Abstract
Modeling psychological disorders in artificial agents offers both a testbed for computational psychiatry and a lens on the failure modes of affective control. Prior work induces one or two disorders in a reinforcement learning (RL) agent by hand-tuned reward shaping, labels the behavior post hoc, and reports single runs. We recast disorder modeling as dose-controllable manipulation of cognitive appraisal signals in an appraisal-guided PPO agent, expressing seven disorders (anxiety, mania, obsessive-compulsive checking, depression, impulsivity, addiction, and post-traumatic stress) each as a single knob grounded in a computational psychiatry account, with each symptom measured by a preregistered assay mapped to a recognized paradigm. Across more than a thousand runs (10 seeds, four controls, 95% confidence intervals), every disorder shows a graded, monotone dose-response that no control reproduces.

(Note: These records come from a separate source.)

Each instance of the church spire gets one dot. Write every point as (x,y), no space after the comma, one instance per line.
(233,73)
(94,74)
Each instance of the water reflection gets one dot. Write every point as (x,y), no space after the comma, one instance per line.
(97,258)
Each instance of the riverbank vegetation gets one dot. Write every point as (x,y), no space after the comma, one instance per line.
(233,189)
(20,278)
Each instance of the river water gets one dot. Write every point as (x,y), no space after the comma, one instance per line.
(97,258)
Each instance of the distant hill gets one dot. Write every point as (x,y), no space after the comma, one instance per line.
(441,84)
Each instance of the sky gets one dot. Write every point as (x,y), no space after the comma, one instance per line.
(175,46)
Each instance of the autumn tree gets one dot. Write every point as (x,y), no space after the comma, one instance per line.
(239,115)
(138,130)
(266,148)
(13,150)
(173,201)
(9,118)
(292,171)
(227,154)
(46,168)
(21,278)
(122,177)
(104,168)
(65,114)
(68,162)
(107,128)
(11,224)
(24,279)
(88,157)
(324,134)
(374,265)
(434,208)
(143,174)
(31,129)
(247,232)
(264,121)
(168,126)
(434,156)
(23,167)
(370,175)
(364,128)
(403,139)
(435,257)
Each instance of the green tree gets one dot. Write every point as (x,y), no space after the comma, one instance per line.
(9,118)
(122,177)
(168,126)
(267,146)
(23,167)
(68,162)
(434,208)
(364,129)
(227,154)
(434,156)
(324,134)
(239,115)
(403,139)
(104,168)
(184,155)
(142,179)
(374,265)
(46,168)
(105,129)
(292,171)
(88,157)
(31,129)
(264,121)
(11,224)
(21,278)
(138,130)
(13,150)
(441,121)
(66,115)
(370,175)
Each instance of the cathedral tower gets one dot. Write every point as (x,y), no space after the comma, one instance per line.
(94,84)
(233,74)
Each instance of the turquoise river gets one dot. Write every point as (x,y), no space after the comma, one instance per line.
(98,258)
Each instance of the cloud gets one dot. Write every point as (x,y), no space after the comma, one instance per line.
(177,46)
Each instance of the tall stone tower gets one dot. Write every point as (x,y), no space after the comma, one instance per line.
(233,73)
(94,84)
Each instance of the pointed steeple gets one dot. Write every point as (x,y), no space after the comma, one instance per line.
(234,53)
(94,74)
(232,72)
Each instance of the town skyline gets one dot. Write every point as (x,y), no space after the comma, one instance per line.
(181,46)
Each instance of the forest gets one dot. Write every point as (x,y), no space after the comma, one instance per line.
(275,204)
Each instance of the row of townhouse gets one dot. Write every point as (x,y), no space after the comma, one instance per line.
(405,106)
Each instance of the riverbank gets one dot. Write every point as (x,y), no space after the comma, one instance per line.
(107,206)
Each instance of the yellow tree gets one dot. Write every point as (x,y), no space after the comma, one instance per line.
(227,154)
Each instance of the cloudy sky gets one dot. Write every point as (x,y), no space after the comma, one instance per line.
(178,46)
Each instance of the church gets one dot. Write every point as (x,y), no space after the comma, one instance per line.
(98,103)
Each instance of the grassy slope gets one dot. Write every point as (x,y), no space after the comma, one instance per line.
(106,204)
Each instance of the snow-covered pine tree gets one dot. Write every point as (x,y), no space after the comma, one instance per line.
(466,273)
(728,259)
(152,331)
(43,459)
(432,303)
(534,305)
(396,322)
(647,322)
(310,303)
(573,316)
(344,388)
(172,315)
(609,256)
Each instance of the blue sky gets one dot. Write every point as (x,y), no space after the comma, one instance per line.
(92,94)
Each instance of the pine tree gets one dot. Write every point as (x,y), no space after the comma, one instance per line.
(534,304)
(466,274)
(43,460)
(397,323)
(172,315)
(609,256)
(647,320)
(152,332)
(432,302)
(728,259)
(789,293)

Beyond these induced effects, three findings emerge that were not written into the reward:
- The disorders self-organize into a two-dimensional affective space in which mania mirrors anxiety;
- Removing a knob remits reward distortion disorders (mania, checking, addiction) but not avoidance disorders (anxiety, PTSD), which instead recover under a graded exposure curriculum;
- Two simultaneous knobs interact nonadditively, yielding testable comorbidity predictions.
Appraisal weights thus parameterize a controllable space of affective phenotypes in which the same knobs that induce a disorder can model its treatment. We also show that three disorder knobs (depression, addiction, anxiety) transfer to a three-dimensional pixel environment (MiniWorld) with a standard convolutional agent and no appraisal critic, with cross-assay dissociation confirmed across both domains, indicating the framework is not specific to grid worlds or to PPO's appraisal critic.
Blogger's Review: This study successfully simulates multiple psychological disorders in reinforcement learning agents by introducing controllable cognitive appraisal signals, providing new perspectives for computational psychiatry. Its findings not only aid in understanding the interrelations of disorders but also open up new possibilities for future therapeutic approaches. Notably, the research highlights reproducibility and cross-domain effectiveness, emphasizing the broad applicability of the framework.